Blog Post

No, Binary Collations are not Case-Sensitive

,

Quite often people will use, or will recommend using, a binary Collation (one ending in “_BIN” or “_BIN2“) when wanting to do a case-sensitive operation. While in many cases it appears to behave as expected, it is best to not use a binary Collation for this purpose. The problem with using binary Collations to achieve case-sensitivity is that they have no concept of linguistic rules and cannot equate different versions of characters that should be considered equal. And the reason why using a binary Collation often appears to work correctly is simply the result of working with a set of characters that has no accents or other versions. One such character set (a common one, hence the confusion), is US English (i.e. “A” – “Z” and “a” – “z”; values 65 – 90 and 97 – 122, respectively). However, there are a few areas where binary collations don’t behave as many (most, perhaps?) people expect them to.

Combining Characters

Combining characters are marks added to base characters for various reasons, such as adding accent marks. For more information on these, and to see groups of them, please see:

Unicode includes both the ability to create accented characters as well as the original accented characters from the various 8-bit code pages where the character is a pre-combined base letter with the accent mark. The query below shows that Unicode Code Point U+00DC (decimal value = 220) is the pre-combined character, whereas Code Point U+0308 is merely the two dots that go above some letters (a.k.a. diaeresis) that combines with a regular, non-accented “U” to form the same accented character represented by Code Point U+00DC.
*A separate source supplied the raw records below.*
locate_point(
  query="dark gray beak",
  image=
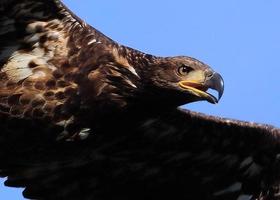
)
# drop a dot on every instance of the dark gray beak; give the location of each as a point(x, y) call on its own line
point(215, 82)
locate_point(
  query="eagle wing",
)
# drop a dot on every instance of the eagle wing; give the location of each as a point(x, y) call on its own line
point(41, 56)
point(177, 155)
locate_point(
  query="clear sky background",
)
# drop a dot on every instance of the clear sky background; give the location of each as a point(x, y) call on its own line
point(239, 39)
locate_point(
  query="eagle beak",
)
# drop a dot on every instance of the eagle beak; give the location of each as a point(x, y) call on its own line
point(215, 82)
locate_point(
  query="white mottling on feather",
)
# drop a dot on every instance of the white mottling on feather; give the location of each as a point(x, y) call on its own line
point(133, 71)
point(32, 27)
point(8, 51)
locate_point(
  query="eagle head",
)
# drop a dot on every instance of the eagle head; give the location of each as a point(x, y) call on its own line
point(180, 80)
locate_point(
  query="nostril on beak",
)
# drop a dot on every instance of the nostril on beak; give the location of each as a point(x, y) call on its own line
point(209, 74)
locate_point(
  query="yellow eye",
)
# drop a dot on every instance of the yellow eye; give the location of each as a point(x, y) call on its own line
point(184, 70)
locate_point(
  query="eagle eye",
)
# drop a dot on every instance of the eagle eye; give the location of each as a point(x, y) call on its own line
point(184, 70)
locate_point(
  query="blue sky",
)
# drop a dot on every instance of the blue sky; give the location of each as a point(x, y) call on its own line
point(239, 39)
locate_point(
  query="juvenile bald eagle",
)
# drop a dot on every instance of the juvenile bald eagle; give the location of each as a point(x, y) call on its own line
point(82, 118)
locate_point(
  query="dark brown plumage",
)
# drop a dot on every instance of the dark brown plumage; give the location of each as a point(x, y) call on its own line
point(63, 81)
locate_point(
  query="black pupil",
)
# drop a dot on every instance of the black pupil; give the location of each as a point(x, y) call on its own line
point(185, 69)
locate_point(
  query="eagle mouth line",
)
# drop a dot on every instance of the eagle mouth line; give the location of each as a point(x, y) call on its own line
point(199, 90)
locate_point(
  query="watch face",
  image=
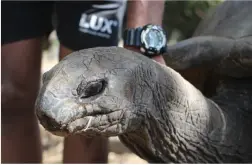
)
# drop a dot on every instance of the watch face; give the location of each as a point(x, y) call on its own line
point(153, 38)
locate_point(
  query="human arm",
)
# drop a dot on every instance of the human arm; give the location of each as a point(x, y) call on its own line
point(142, 12)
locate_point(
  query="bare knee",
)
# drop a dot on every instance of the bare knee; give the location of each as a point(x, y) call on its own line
point(17, 102)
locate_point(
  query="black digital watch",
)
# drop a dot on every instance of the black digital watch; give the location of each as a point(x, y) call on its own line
point(150, 39)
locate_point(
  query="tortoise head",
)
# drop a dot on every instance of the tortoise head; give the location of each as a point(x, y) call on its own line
point(93, 91)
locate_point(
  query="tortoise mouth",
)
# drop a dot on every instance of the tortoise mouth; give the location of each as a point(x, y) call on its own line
point(95, 123)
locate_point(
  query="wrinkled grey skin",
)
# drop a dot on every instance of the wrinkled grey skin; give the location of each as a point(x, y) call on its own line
point(155, 112)
point(222, 41)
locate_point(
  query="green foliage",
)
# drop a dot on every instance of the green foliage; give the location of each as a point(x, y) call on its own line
point(182, 17)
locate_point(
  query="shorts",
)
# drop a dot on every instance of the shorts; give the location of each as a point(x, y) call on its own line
point(79, 24)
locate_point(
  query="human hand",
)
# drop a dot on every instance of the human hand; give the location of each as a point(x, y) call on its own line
point(158, 59)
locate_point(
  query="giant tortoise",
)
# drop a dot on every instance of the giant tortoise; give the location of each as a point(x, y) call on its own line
point(155, 111)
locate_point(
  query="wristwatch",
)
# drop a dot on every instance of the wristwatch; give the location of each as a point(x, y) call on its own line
point(150, 39)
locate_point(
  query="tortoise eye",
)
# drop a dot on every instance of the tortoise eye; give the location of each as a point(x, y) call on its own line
point(92, 88)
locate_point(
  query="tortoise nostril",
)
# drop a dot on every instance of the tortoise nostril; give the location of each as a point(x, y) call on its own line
point(92, 88)
point(49, 123)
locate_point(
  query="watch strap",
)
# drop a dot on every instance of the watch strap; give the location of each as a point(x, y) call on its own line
point(132, 37)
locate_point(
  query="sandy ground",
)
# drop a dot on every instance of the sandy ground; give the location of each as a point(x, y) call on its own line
point(53, 145)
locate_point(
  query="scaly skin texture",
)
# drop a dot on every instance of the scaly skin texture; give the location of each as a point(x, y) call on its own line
point(155, 112)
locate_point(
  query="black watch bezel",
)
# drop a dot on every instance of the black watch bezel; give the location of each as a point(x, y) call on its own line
point(136, 37)
point(152, 51)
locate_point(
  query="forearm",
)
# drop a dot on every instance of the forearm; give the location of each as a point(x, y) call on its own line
point(142, 12)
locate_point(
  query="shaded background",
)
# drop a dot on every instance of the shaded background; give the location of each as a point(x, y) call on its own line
point(180, 20)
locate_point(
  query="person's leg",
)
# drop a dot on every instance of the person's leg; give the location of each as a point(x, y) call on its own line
point(87, 25)
point(20, 65)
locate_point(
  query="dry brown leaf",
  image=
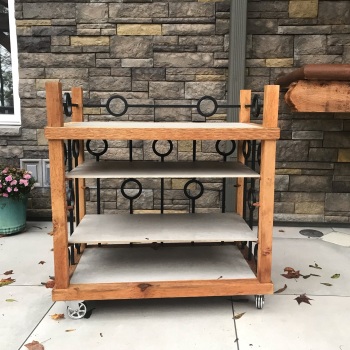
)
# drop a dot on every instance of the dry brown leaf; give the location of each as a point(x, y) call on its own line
point(238, 316)
point(57, 316)
point(303, 298)
point(49, 284)
point(34, 345)
point(281, 289)
point(291, 273)
point(6, 281)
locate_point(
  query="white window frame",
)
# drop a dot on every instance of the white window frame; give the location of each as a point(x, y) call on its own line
point(13, 119)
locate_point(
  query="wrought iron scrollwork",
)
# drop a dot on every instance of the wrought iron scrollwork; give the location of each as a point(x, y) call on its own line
point(188, 194)
point(131, 198)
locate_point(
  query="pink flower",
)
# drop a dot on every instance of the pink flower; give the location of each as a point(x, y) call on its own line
point(23, 182)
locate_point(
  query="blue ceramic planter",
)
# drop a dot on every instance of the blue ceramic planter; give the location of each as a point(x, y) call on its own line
point(12, 215)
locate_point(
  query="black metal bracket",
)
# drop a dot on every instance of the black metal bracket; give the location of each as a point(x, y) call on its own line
point(255, 105)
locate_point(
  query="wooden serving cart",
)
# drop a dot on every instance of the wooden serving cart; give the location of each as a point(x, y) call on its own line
point(135, 256)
SELECT NCHAR(252) AS [NCHAR(252)], -- 0x00FC         -- ü
       NCHAR(220) AS [NCHAR(220)], -- 0x00DC         -- Ü
       NCHAR(0x0308) AS [NCHAR(0x0308)],             -- ¨ (combining diaeresis)
       N'U' + NCHAR(0x0308) AS ;  -- U¨

ResultsGrid-TestCharacters

Outside of the slight font difference in the above output, the two capital Ü’s really are the same character. Users do not care if that accented U is a single Code Point or two Code Points or 32 Code Points (if that were even possible). If a user is searching for text and enters in Code Point U+00DC, then if a string containing “U” and then Code Point U+0308 isn’t returned, that would appear to be a bug. If the filter is supposed to be case-insensitive, then the user submitting a pre-combined lower-case “u” with the accent needs to also return that same “U” followed by Code Point U+0308, as the following example shows:

SELECT NCHAR(0x00FC) + N' vs. U' + NCHAR(0x0308) AS ,
       CASE
         WHEN NCHAR(0x00FC) = N'U' + NCHAR(0x0308)
                                COLLATE Latin1_General_100_CI_AS THEN 'Same!'
         ELSE 'Different'
       END AS [Case-INsensitive];

ResultsGrid-Combining-CaseInsensitive

But, if the filter is case-sensitive, then that pre-combined lower-case “u” with the accent shouldn’t match a “U” followed by Code Point U+0308, as the following example shows:

SELECT NCHAR(0x00FC) + N' vs. U' + NCHAR(0x0308) AS ,
       CASE
         WHEN NCHAR(0x00FC) = N'U' + NCHAR(0x0308)
                                COLLATE Latin1_General_100_CS_AS THEN 'Same!'
         ELSE 'Different'
       END AS [Case-Sensitive];

ResultsGrid-Combining-CaseSensitive-Different

Of course, if the filter is case-sensitive then the user submitting the pre-combined upper-case “U” with the accent needs to match a “U” followed by Code Point U+0308, as the following example shows:

SELECT NCHAR(0x00DC) + N' vs. U' + NCHAR(0x0308) AS ,
       CASE
         WHEN NCHAR(0x00DC) = N'U' + NCHAR(0x0308)
                                COLLATE Latin1_General_100_CS_AS THEN 'Same!'
         ELSE 'Different'
       END AS [Case-Sensitive];

ResultsGrid-Combining-CaseSensitive-Same

And that brings us to one of the problems with binary Collations: they naturally only look at each individual byte (or Code Point) and have no concept that some combinations Code Points really should equate to one or more other Code Points. The following example shows that was has been considered the same is now seen as different:

SELECT NCHAR(0x00DC) + N' vs. U' + NCHAR(0x0308) AS ,
       CASE
         WHEN NCHAR(0x00DC) = N'U' + NCHAR(0x0308)
                                COLLATE Latin1_General_100_BIN2 THEN 'Same!'
         ELSE 'Different'
       END AS [Binary];

ResultsGrid-Combining-Binary

Fullwidth Characters

In Unicode and at least some (maybe all) double-byte character sets, the US English alphabet (26 letters, both upper- and lower- case) is duplicated, along with 0 – 9 and some punctuation, so that each one can take up twice as much space (side-to-side; height is still the same) and thereby align better with certain East Asian characters. For example:

SELECT tab.[col], LEN(tab.[col]) AS [Length]
FROM   (VALUES (N'=oo=') /* 2 standard "o"s */,
               (N'=o=') /* 1 full width "o" */) tab(col);

returns:

ResultsGrid-FullWidth-TestCharacters

As you can see, the fullwidth “o” takes up twice as much horizontal space as the regular / normal / standard “o”. You can read more about them and see the entire Unicode block here: Halfwidth and Fullwidth Forms.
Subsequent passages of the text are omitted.